We use the Hybrid Coordinate Ocean Model extensively for high-resolution simulations. A sample HYCOM application is 60 year multi-decadal North Atlantic simulations. The computations are done at a resolution of 9 km at the equator, 7 km at mid latitudes, and 4 km in the Arctic, and with 32 vertical layers. The model is being forced with NCEP fields from 1948 through 1979, and with ECMWF fields from 1979 to the present. The interannual simulations would allow assessing circulation variability at interannual, decadal and longer time scales. With a 7 km (mid-latitude) grid, these simulations have sufficient resolution to provide a baseline depiction of the coastal regions, and can be used as boundary conditions for nesting of coastal Atlantic areas.

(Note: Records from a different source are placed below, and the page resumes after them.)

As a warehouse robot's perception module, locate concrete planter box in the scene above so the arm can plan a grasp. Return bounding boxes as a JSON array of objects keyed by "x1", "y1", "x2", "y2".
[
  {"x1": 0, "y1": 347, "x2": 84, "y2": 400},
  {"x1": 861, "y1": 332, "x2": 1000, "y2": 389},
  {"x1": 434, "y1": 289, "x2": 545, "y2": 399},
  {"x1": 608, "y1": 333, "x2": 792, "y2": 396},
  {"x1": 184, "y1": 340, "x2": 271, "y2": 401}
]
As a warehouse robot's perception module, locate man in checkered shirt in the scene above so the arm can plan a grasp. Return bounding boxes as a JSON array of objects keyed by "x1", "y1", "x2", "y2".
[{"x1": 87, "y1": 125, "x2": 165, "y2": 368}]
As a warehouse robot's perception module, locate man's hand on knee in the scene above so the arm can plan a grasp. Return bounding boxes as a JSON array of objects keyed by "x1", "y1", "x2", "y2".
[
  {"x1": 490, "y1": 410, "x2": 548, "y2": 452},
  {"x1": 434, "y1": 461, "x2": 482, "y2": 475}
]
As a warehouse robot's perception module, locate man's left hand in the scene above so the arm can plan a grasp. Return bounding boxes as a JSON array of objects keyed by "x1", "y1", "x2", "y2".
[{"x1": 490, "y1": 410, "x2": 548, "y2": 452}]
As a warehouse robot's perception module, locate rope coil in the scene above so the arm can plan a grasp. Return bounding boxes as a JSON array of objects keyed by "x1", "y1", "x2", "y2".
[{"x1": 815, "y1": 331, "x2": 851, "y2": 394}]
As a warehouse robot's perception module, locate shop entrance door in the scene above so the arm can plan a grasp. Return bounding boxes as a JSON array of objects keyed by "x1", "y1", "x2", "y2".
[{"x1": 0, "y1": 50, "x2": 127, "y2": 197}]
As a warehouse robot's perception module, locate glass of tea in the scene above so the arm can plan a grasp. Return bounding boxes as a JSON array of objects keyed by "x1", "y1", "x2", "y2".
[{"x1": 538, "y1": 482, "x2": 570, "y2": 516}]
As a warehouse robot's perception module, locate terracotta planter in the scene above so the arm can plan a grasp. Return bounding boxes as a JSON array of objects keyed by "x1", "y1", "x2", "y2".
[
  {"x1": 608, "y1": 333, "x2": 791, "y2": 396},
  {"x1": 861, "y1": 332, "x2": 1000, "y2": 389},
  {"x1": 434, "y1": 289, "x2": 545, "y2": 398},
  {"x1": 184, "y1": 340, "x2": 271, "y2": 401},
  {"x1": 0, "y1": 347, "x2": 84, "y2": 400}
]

These simulations use over 80 million grid points and a very small time step and hence are computationally very demanding. The simulations are typically run on 256 or more procesors. The model is domain decomposed and parallelized using a SPMD approach in which the region is divided in smaller sub-domains or tiles, each processor dealing with one tile (Figure 8).

 

Figure 8 Above: Sea Surface height from a HYCOM North Atlantic Simulation. Click here for model animation. [[broken link-could not find]]

 

 

Above Panel: Decomposition of the domain in tiles, for parallel computations.

 

 

2. Ocean Response to Hurricanes by G. R. Halliwell

A regional example of Hybrid Coordinate Ocean Model is the Gulf of Mexico (GoM-HYCOM) configuration used for studying ocean response to hurricanes in a region with complex oceanographic features (Loop Current and eddies). This work is necessary to improve ocean model performance, which can potentially lead to improved hurricane intensity forecasts by coupled hurricane forecast models.

 

Figure 9: Sea Surface Temperature (SST) in the Gulf of Mexico before and after hurricane Ivan

Comparison of Sea Surface Temperature (SST) before and after hurricane Ivan between a GoMHYCOM simulation and infrared satellite measurements. The two cold spots are regions where the supply of heat from the ocean to the storm is reduced, which acts to reduce storm intensity. They form where two cyclonic, cold-core eddies (blue spots, top panel) exist when the storm hits. The upper ocean warm layer is very thin over these features, allowing the storm to efficiently mix deeper cold water up to the surface.

 

 

3. Coastal Ocean Modeling by V. Kourafalou and H. Kang

Dr. Villy Kourafalou and her group are actively involved in numerical modeling studies of circulation and transport processes in coastal and shelf seas. Their research topics include wind-driven circulation, river plume dynamics and interactions of coastal flows with large scale currents, with an emphasis on topographically complex marginal seas. Applications on ecosystem dynamics and development of operational oceanographic networks and forecasts are under way. Current research projects (http://coastalmodeling.rsmas.miami.edu) include hydrodynamic models in the Intra-America Seas, the Gulf of Mexico, South Florida and the Aegean Sea. A multi-nested, downscaling approach has been developed to connect local to regional and global models. The modeling studies are closely linked to observational studies for model forcing and validation. Recent research activities have focused on the connectivity among remote coastal regions and the impacts of the related physical processes on ecosystem dynamics. Implications on socioeconomic and management issues are being established through collaboration with the National Oceanic and Atmospheric Administration and the South Florida Water Management District.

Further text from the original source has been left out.